[Cuis] OMeta

Casey Ransberger casey.obrien.r at gmail.com
Sat May 16 16:18:37 CDT 2015


Buddy I'm telling you this OMeta thing is hot as coals. I don't understand its internals terribly well, which is why I haven't tried porting it. But it's fantastic. 

Have a look at the writings page at the VPRI website to get a feel for what it's about. Short version: inspired by Meta-2, but that just deals with streams of characters, whereas OMeta deals with streams of _any object_. Thus: many complex functions of compiler design are reduced to the exact same thing; transforming input into output in a grammatically concise way. 

It won't likely perform as well as the compiler we're using now, but I'll bet a dollar that it can express our current compiler infrastructure in an order of magnitude less code, if we use it artfully. 
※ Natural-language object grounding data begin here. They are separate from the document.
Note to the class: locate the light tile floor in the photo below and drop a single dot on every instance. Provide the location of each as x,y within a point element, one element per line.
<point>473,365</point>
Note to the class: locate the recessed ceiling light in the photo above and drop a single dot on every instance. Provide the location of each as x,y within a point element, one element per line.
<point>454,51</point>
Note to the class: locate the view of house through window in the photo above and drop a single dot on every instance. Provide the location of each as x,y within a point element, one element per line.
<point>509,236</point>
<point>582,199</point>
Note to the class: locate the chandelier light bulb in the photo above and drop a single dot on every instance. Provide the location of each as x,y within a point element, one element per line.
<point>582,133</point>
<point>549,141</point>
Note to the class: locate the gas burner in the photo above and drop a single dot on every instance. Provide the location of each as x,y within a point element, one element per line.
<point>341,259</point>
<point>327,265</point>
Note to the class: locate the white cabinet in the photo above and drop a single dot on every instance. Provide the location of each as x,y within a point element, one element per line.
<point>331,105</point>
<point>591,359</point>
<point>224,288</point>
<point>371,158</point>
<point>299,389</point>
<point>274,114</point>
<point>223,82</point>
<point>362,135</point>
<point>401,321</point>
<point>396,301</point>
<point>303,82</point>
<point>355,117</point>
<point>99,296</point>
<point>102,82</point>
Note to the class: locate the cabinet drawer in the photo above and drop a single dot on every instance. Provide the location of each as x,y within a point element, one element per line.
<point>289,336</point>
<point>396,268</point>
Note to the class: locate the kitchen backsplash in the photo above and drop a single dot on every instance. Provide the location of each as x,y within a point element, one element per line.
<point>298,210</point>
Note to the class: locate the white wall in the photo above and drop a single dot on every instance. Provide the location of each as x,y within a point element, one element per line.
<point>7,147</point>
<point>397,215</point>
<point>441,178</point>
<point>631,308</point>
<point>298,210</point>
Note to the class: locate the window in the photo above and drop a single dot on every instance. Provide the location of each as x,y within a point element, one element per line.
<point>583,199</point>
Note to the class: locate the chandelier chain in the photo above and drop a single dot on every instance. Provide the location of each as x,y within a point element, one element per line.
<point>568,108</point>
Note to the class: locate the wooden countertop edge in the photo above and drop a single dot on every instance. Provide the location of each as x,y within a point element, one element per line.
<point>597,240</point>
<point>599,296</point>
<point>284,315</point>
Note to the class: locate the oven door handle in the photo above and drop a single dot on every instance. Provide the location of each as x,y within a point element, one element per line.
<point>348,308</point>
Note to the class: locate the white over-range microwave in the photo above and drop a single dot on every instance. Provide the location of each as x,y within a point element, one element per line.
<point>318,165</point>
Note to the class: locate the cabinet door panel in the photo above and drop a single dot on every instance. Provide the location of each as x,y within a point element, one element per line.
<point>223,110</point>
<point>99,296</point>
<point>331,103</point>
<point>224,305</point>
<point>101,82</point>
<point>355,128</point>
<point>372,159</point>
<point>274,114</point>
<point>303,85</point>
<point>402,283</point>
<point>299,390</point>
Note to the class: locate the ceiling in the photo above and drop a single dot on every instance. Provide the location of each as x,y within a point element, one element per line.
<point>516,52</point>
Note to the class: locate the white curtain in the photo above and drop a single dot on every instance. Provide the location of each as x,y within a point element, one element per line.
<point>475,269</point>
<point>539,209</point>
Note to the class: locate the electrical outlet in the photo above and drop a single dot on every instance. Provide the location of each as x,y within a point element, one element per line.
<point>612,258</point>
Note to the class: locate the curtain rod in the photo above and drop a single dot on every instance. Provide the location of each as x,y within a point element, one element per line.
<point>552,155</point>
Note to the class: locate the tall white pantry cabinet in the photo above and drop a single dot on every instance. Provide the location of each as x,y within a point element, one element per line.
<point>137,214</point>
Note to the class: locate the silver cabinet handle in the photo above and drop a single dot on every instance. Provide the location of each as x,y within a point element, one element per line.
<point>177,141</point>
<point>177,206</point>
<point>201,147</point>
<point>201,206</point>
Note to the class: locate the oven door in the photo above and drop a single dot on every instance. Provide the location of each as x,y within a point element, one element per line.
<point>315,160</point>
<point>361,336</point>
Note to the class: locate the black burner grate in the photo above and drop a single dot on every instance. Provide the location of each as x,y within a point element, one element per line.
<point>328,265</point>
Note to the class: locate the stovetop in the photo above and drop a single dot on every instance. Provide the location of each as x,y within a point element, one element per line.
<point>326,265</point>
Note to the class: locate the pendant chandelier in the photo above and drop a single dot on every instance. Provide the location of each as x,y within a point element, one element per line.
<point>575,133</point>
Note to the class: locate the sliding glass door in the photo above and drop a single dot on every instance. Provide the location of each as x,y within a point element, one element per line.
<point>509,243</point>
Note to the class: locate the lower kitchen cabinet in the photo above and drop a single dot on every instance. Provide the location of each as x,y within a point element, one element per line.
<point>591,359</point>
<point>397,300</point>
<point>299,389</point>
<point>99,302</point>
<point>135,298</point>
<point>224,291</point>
For folks experimenting with language designs on high-end workstations, the performance of the compiler rapidly becomes irrelevant, and the simpler description drops way less cognitive load on your head.

It would be very cool to have a Cuis compiler written in OMeta to compare and contrast with the one we have inherited from Smalltalk. The performance of the two would be interesting to compare, as would be the number of source lines of code, as well as that foggy "legibility" thing. 

If there's a single thing that I'd like to see supported in Cuis, the parasitic metalanguage is it.

It's like an upgrade that makes every language your toy.